Nach aufopferungsvollem Kampf, 70 spektakulären Minuten und einem nervenaufreibenden Penaltyschiessen stand am Samstagabend in Prag der 3. Final-Vorstoss einer Schweizer Eishockey-Nationalmannschaft an einer A-WM fest. Wer danach in die Gesichter der Beteiligten blickte, sah zweierlei: Pure Freude über den Sieg im Penaltyschiessen über Rekordweltmeister Kanada . Aber auch das Verlangen nach mehr.
«Wir waren zweimal im Final und konnten den ‹Kübel› nicht holen. Jetzt ist es an der Zeit, ihn zu holen», sagte etwa Nino Niederreiter ins Mikrofon. Bereits vor 11 Jahren nach dem gewonnenen Halbfinal gegen die USA (3:0) hatte Niederreiter den ‹Kübel› gefordert. Aber damals in Stockholm – und auch 5 Jahre später in Kopenhagen – behielt Schweden im Endspiel das bessere Ende für sich.
Das soll am Sonntagabend nicht noch einmal passieren. Im 3. Anlauf soll endlich der 1. WM-Titel her. Das gilt für keinen mehr als für Niederreiter, der zusammen mit Roman Josi und Reto Berra der einzige Schweizer Spieler im aktuellen Kader ist, der bereits 2 WM-Finals verloren hat.
Die Tschechen haben aufgerüstet
Was die Schweizer freuen dürfte: Erstmals treffen sie im Endspiel nicht auf Schweden. Dafür sorgte Tschechien, das in einem ebenso spektakulären Halbfinal «Tre Kronor» mit 7:3 besiegte. In der Gruppenphase hatte die Nati gegen die Tschechen einen 2:1-Sieg im Penaltyschiessen gefeiert. Doch seither hat sich beim WM-Gastgeber einiges getan – nicht zuletzt personell.

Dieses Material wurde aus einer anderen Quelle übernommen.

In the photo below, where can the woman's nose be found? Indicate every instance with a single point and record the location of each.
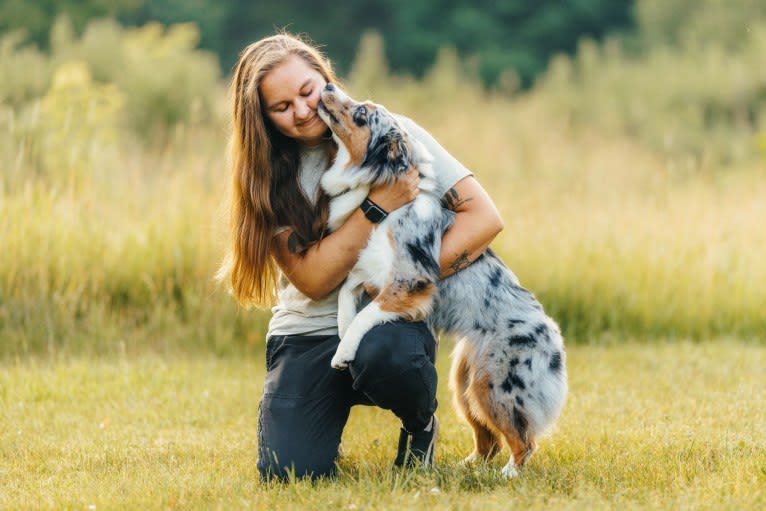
(303, 110)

Denn das Team von Trainer Radim Rulik hat inzwischen mit David Pastrnak und Pavel Zacha (beide Boston) sowie Martin Necas (Carolina) namhafte NHL-Verstärkung in der Offensive bekommen. Während Bruins-Superstar Pastrnak nach 3 Spielen noch ohne Skorerpunkte dasteht, hat Necas bereits voll eingeschlagen: In 4 Partien gelangen ihm ein Tor, 5 Assists und eine Plus-5-Bilanz.
Die tschechische Equipe reitet auf einer Euphoriewelle, welche nach dem Coup gegen Schweden einen neuen Höchststand erreicht hat. Ein ganzes Land erwartet nun das 1. WM-Gold seit 2010. Eine Erwartungshaltung, welche Druck erzeugt, keine Frage.
Die Zeit ist reif
Der Druck auf den Schweizern ist nicht ganz so gross. Gold wird nicht erwartet. Trotzdem ist die Haltung im Nati-Fanlager diese: Die Zeit für den ganz grossen Coup ist reif.
Dafür müssen Josi und Co. noch einmal die letzten Energiereserven anzapfen. Sie brauchen den gleichen aufopferungsvollen Kampf wie gegen Kanada. Sie brauchen die offensiven Geniestreiche eines Kevin Fiala ebenso wie die unaufgeregte Defensivarbeit eines Dean Kukan. Und sie brauchen einen Leonardo Genoni im Tor, der so überragend hält wie am Samstag. Dann könnte der grosse Traum am Sonntagabend Wirklichkeit werden.